Enter Bachchan Pande (Akshay Kumar), a countryside goon, expert at stealing electricity and recovering stolen or missing goods. He idolizes Bhaiyaaji and immediately takes the mission to find Pooja and bring all the loot back.

So Bachchan Pande and Jimmy Cliff hit the road to find Pooja. Find her they do. But the only problem is that Pooja has divided the money and hidden it in different parts of the country. Phew!

The remaining song and dance is about how they retrieve the money. In doing so they discover that their lives are strangely linked.

‘Tashan’ is undoubtedly high on style and attitude. The clothes, the makeover, the oomph quotient – and not to forget Miss Kapoor’s teeny-weeny bikini – they all gel together to make the movie eye-candy. The dialogues are full of funny lines lifted straight from the streets. But they do not form the part of a gripping, moving, progressing plot because there is none to speak of in the first place. The whole hoopla called ‘Tashan’ is about a long road trip and senseless action scenes. Imagine Bachchan Pande single-handedly taking on scores of black-cat commandos or decimating dozens of don’s men.

Akshay Kumar, however, turns out to be the saviour of ‘Tashan’. With one hand scratching his crotch and the other on the trigger of a gun, the actor delights you with his superb sense for comedy. Keeping an innocently straight face, Akshay delivers some ‘killer’ one-liners with such flair that he leaves you in splits.
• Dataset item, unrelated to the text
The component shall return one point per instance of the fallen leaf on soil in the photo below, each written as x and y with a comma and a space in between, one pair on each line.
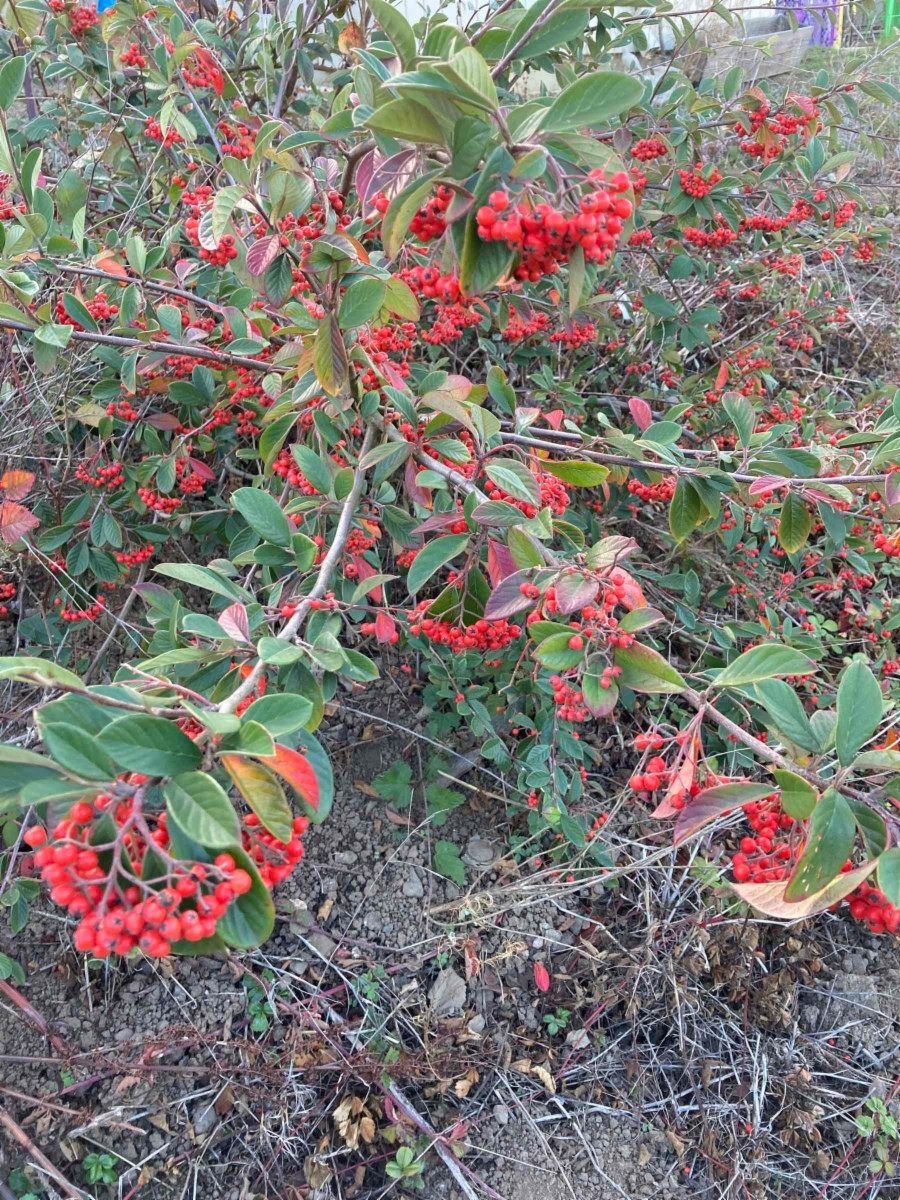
545, 1078
769, 898
316, 1173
‘The’ Anil Kapoor comes second in winning you over. His twisted English and his rustic manners stand in sharp contrast to his attire, and Anil portrays well the humour and the dread of his don.

Kareena Kapoor – may God bless her body – is alright in capturing the nuances of her character that bluffs without as much as a wink. She looks a clever fox to a ‘T’. And in the name of action, all she does is brandish shotguns that she seldom fires.

Saif Ali Khan is okay playing a Casanova but his character seems an appendage to the plot after a while. It is hard to figure out why Jimmy lugs around Bachchan and Pooja when he is no longer needed for the progression of the story. Pooja knows where the loot is hidden. Bachchan is there to recover it. But what is Jimmy doing? Flaunting his own tashan?

A few words need to be said about director Vijay Krishna Acharya (aka Victor) who has written Dhoom and Dhoom 2 for Yashraj Films . No doubt, Victor has got punchiest of dialogues in right places. But he has an utterly flimsy story to begin with. And Victor doesn’t have a unique style of directing. The cinematography by Anayanka Bose is a visual treat, and music by Vishal-Shekhar is superb. But Victor fails to yoke all the elements together into a riveting yarn. There are rough edges one too many. Take, for instance, Kareena Kapoor’s “Chhaliya” song in which she appears in a skimpy bikini, and right after the song she is clad head-to-toe immersing the ashes of his deceased father in the holy Ganges.

All in all, ‘Tashan’ is strictly a timepass film. It wouldn’t have been even that had it not been for Akshay.

To put it in the film’s parlance: “The I like Tashan of the Akshay”.